Por Eduardo García Aguilar
La última vez que estuve en Nueva York participé en una fiesta en casa del poeta Nelson Ortega y otros amigos en Central Park, donde suelen reunirse personalidades del arte, la música el teatro y la literatura latinoamericanas y estadounidenses, entre los que figuran Silvio Martínez Palau, Plinio Garrido, Roberto Quesada, Eduardo Márceles Daconte, Renán Arango y el dibujante Naide, entre otros muchos.
Acababa de presentar en Americas Society la versión al inglés de mi novela El viaje triunfal, publicada por Aliformgroup en versión de Jay Miskowiec, con la presencia del maestro Gregory Rabassa, y habían transmitido hacía poco en la región una entrevista que me hizo Jorge Gestoso, donde me refería a las grandes taras de nuestro país natal, y que Nelson grabó con generosidad para mi.
Esos momentos inolvidables de encuentro entre amantes del arte y la literatura en Nueva York, en pleno Central Park, me abrieron de nuevo una puerta a esa diáspora colombiana y latinoamericana que vive y hace cultura en esa ciudad y es hermana de otras diásporas residentes en Canadá, Madrid, París, Londres, Berlín, Barcelona, Buenos Aires, Quito y otras capitales.

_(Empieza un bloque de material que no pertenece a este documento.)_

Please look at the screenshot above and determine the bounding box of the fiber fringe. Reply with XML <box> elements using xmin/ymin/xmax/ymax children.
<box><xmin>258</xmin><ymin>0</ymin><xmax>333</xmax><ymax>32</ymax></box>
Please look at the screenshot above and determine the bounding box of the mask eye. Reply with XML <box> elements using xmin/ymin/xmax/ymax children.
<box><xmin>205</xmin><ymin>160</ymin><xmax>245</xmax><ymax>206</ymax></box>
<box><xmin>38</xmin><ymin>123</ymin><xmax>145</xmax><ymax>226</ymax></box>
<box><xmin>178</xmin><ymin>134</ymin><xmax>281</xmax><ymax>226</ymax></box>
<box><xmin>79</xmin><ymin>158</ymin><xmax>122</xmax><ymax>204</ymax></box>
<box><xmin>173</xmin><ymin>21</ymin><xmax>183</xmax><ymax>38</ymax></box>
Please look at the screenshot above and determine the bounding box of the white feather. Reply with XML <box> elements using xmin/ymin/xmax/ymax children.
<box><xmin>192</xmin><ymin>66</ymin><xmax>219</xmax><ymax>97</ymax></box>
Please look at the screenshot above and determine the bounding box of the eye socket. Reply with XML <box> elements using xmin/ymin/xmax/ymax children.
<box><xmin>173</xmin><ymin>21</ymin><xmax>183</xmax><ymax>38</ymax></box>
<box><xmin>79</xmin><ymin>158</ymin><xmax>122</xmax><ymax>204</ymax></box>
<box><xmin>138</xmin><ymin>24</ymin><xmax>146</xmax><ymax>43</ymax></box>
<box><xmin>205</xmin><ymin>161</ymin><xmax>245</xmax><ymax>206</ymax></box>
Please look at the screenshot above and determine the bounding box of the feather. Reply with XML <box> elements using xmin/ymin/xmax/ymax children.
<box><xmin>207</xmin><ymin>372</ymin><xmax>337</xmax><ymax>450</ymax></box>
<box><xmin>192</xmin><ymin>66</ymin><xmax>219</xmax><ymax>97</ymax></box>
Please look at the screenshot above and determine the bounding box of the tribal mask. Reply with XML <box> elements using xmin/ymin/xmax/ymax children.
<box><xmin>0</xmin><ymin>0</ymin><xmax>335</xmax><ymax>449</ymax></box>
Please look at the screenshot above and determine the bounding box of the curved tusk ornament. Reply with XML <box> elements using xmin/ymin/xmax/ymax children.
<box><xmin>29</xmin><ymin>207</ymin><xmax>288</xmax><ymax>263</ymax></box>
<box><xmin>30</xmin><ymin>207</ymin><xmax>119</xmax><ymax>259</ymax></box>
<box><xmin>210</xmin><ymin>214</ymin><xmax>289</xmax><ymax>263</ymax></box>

Nelson Ortega, actor y poeta, es un ser lúdico y generoso y por eso en torno a él se siente el aura de quienes guardan viva en estos tiempos fríos de marketing el alma artística por encima de todo y tiene las puertas abiertas de su espacio y su corazón a quienes con su sola presencia luchan contra las barbaries contemporáneas.
Cuando voy a Nueva York siento esa fuerza latinoamericana o colombiana que siempre estuvo presente allí desde los tiempos de José Marti, José Juan Tablada y José Eustasio Rivera, quienes como otros miles de escritores, pintores, músicos, actores, filósofos, han vivido en esas calles explosivas largas etapas de su vida, cuando no la vida entera.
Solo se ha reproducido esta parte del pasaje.